The witness said he had seen police beat two young men who were in one of several smaller groups of protesters moving around in the streets near the Etemad-e Melli building, chanting antigovernment slogans.
The witness, who declined to be named, said he had seen one demonstrator being arrested and put into a police car. The authorities say such street protests are illegal.
Earlier, police prevented demonstrators from gathering outside the "Etemad-e Melli" offices, where the witness said he saw scores of police and police vehicles.
"They tried to gather in front of the building but police did not let them and told them to leave," the witness said.
About 400 protesters at one stage gathered a few hundred metres away, chanting "death to the dictator," "where are our votes," "independence, freedom, Iranian republic," he said.
Karubi came fourth in the election, but he and the moderate runner-up, Mir Hossein Musavi, say it was rigged to secure hardline President Mahmud Ahmadinejad's reelection. Ahmadinejad and his allies deny it.
Ahmadinejad has until August 19 to present a cabinet to parliament for approval but may get a rough ride from the conservatives who dominate the assembly, as well as from his moderate foes who see his next government as illegitimate.
In an apparent bid to shore up his support among women, Ahmadinejad said on August 16 his next government would include at least three female ministers. It would be the first time women had held ministerial positions in the Islamic Republic.
Karubi and Musavi campaigned on the need to improve the position of women in Iran. Rights activists say Iranian women face institutionalized discrimination, for example in laws relating to divorce and child custody.
Ahmadinejad has yet to say who will head the Oil Ministry, one of the most important cabinet positions as crude sales account for most state revenue in a country which is under U.S. and UN sanctions over its disputed nuclear program.
Thousands were arrested after the election, in Iran's worst street unrest since the revolution three decades ago, but the authorities have rejected as "baseless" Karubi's allegations that some male and female detainees were raped.
Some hardliners have called for him to be arrested or tried if he failed to prove his allegations were true. Karubi says he has evidence of mistreatment of detainees. Last week, he said some of those arrested were killed under torture.
"Etemad-e Melli's" managing editor, Mohammad-Javad Haqshenas, said the paper was closed late on August 16 because it planned to publish a statement by Karubi on its front page on August 17.
In the statement, carried by the party's website, Karubi responded to "insults" against him by his hardline opponents and said he would not be silenced.
The labour news agency ILNA quoted an unnamed judiciary official as saying the paper had continued to publish material contrary to the law despite an "abundance of complaints, court warnings and repeated summons to the court."
At least 200 people remain in jail, including senior moderate politicians, activists, lawyers and journalists.

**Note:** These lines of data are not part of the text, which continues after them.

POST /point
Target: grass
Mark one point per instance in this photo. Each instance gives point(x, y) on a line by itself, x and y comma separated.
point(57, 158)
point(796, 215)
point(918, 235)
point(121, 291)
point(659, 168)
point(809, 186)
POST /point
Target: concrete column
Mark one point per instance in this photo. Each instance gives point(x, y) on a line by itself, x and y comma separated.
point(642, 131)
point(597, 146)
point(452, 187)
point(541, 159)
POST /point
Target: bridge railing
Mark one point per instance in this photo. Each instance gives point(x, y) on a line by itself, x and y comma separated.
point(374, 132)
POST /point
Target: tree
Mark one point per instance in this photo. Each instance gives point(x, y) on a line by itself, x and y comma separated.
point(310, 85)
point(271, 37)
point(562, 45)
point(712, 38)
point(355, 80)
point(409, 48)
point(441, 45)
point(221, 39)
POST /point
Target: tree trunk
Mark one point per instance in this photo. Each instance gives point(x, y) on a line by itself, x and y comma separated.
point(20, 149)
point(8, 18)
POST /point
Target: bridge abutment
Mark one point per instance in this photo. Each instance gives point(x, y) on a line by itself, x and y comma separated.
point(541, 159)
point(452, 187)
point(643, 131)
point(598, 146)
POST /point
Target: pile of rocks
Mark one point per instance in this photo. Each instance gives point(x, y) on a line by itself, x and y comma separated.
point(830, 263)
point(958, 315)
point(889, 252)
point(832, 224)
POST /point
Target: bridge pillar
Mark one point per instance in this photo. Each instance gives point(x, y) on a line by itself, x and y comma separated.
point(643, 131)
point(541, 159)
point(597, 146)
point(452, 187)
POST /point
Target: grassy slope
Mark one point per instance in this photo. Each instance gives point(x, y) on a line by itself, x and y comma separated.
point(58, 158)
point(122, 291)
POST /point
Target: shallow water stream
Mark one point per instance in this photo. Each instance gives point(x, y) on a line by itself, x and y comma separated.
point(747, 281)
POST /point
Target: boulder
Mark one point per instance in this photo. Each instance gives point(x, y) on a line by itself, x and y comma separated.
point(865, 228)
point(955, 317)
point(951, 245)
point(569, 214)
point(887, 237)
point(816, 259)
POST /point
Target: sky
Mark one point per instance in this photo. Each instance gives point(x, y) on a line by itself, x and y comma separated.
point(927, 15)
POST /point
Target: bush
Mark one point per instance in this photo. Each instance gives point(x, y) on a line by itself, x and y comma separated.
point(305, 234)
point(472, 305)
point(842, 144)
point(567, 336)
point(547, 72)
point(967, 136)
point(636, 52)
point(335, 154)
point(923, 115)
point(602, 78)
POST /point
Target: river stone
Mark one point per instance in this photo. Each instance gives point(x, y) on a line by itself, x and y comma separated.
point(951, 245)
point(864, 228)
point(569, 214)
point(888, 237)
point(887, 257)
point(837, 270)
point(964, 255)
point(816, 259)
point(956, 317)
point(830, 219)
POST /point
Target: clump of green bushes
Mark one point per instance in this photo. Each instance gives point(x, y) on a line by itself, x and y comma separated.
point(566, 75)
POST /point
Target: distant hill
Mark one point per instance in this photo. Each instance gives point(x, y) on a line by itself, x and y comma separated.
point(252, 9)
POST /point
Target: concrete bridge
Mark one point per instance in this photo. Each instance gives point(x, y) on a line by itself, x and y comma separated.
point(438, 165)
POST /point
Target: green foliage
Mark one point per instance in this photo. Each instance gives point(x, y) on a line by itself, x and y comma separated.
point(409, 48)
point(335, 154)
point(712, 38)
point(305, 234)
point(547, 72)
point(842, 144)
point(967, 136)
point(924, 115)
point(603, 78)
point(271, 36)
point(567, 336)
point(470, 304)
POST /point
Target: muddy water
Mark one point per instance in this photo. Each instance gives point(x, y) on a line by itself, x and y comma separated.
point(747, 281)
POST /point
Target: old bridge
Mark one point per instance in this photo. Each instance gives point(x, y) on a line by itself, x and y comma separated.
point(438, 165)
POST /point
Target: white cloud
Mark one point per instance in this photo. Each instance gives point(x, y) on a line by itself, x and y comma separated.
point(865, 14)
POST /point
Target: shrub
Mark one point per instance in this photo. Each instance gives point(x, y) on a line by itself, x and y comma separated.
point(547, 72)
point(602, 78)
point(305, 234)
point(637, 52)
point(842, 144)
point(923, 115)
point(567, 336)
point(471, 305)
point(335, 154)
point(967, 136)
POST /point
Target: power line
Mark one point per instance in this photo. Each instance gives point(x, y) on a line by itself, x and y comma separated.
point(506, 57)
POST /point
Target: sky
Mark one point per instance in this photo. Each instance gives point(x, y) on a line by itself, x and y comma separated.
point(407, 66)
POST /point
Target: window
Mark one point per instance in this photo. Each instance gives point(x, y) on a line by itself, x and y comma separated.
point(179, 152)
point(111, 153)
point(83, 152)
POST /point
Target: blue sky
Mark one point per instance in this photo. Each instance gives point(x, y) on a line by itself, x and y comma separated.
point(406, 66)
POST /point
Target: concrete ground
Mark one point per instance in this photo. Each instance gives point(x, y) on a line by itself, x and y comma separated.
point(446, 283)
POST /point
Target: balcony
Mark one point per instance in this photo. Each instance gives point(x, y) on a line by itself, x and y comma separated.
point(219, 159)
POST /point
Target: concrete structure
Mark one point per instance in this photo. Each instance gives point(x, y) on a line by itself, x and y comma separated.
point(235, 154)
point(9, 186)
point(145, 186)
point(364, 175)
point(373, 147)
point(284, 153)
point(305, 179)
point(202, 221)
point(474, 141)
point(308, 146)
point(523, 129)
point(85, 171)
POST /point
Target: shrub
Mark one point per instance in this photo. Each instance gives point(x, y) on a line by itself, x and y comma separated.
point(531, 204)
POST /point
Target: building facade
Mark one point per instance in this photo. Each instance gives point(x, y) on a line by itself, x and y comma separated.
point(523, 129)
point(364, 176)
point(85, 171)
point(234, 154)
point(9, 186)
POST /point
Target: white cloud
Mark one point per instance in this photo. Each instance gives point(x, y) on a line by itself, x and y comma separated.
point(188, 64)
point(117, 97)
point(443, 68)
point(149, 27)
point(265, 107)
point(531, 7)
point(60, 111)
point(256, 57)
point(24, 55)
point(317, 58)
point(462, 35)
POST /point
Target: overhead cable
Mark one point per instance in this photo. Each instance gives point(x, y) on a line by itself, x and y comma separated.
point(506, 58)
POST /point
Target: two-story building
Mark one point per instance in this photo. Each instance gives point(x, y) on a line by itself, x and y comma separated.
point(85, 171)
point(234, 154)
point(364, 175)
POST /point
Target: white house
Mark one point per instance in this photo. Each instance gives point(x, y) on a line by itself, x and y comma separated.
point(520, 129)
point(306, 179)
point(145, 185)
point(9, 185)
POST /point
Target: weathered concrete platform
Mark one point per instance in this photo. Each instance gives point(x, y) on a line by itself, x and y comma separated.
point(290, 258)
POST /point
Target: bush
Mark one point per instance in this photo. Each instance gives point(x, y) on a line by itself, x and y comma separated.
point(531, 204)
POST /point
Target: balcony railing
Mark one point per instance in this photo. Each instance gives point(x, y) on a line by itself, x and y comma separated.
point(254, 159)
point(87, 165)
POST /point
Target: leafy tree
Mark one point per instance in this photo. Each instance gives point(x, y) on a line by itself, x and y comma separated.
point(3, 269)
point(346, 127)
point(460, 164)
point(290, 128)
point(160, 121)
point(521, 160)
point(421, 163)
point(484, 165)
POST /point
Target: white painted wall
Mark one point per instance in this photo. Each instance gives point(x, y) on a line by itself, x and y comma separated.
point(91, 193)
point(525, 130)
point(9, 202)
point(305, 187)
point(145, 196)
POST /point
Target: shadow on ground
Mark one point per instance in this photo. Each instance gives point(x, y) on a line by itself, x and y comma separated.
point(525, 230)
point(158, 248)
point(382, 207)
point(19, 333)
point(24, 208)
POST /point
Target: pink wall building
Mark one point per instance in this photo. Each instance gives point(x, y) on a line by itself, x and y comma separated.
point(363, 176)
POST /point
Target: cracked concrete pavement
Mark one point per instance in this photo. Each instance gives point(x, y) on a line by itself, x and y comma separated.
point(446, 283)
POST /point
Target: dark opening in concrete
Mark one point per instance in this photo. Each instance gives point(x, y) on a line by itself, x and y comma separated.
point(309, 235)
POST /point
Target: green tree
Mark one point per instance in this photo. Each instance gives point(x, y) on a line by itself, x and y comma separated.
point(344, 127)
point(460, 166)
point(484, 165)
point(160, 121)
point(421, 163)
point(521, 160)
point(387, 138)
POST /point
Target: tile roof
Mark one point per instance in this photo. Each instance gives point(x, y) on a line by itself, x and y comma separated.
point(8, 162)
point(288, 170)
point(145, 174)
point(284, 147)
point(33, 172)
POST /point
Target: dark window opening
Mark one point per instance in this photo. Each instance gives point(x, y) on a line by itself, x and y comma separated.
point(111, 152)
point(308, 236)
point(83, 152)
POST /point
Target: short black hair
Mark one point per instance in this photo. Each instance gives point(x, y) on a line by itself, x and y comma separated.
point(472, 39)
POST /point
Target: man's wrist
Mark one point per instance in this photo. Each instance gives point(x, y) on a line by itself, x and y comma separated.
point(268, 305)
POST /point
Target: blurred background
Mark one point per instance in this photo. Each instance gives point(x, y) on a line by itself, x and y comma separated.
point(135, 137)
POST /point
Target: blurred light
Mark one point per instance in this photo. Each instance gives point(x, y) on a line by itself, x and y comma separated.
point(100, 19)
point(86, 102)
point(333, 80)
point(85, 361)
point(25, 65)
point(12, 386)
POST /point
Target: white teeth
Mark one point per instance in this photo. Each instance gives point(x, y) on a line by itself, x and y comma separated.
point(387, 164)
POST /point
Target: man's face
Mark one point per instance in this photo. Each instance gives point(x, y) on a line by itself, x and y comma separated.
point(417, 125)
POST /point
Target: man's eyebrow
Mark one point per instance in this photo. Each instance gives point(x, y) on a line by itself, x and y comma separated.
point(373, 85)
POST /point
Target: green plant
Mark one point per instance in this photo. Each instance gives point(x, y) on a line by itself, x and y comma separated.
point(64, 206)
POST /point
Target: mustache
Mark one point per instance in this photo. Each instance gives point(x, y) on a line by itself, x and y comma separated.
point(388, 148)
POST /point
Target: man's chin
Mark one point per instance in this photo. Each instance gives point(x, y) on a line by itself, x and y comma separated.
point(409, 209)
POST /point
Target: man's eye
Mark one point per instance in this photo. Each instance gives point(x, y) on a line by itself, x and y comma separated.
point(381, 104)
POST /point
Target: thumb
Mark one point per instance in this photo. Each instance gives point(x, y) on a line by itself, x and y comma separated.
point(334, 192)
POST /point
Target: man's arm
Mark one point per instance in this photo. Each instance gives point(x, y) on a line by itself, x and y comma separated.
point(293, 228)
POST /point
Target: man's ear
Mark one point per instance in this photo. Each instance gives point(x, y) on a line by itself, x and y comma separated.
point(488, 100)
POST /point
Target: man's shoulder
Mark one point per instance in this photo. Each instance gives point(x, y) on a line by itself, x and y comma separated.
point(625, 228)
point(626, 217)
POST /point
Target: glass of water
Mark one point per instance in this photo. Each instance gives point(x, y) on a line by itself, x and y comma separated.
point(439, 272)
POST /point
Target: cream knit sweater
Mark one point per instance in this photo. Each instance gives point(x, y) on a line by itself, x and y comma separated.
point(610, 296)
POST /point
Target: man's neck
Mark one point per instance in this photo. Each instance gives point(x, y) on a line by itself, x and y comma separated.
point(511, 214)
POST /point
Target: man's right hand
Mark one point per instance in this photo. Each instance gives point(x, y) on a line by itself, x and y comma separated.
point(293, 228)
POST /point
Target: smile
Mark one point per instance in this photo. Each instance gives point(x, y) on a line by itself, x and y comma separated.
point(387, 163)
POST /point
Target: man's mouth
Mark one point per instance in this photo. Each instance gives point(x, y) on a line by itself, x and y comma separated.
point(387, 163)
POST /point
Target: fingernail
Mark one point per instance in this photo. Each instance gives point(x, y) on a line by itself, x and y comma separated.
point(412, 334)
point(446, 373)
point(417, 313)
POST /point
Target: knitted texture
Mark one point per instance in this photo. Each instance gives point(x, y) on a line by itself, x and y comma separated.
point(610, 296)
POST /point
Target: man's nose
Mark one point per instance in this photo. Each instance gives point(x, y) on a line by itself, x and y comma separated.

Iran has this month staged three mass trials of detainees.
One of those put on trial, French teaching assistant Clotilde Reiss, has been freed on bail, President Nicolas Sarkozy's office said in a statement on August 16.
Tehran prosecutor Saeed Mortazavi said Reiss's bail was set at about $300,000, and that the investigation had been concluded, media reported. Reiss, detained in early July, has been charged with aiding a Western plot against the Iranian government after the vote.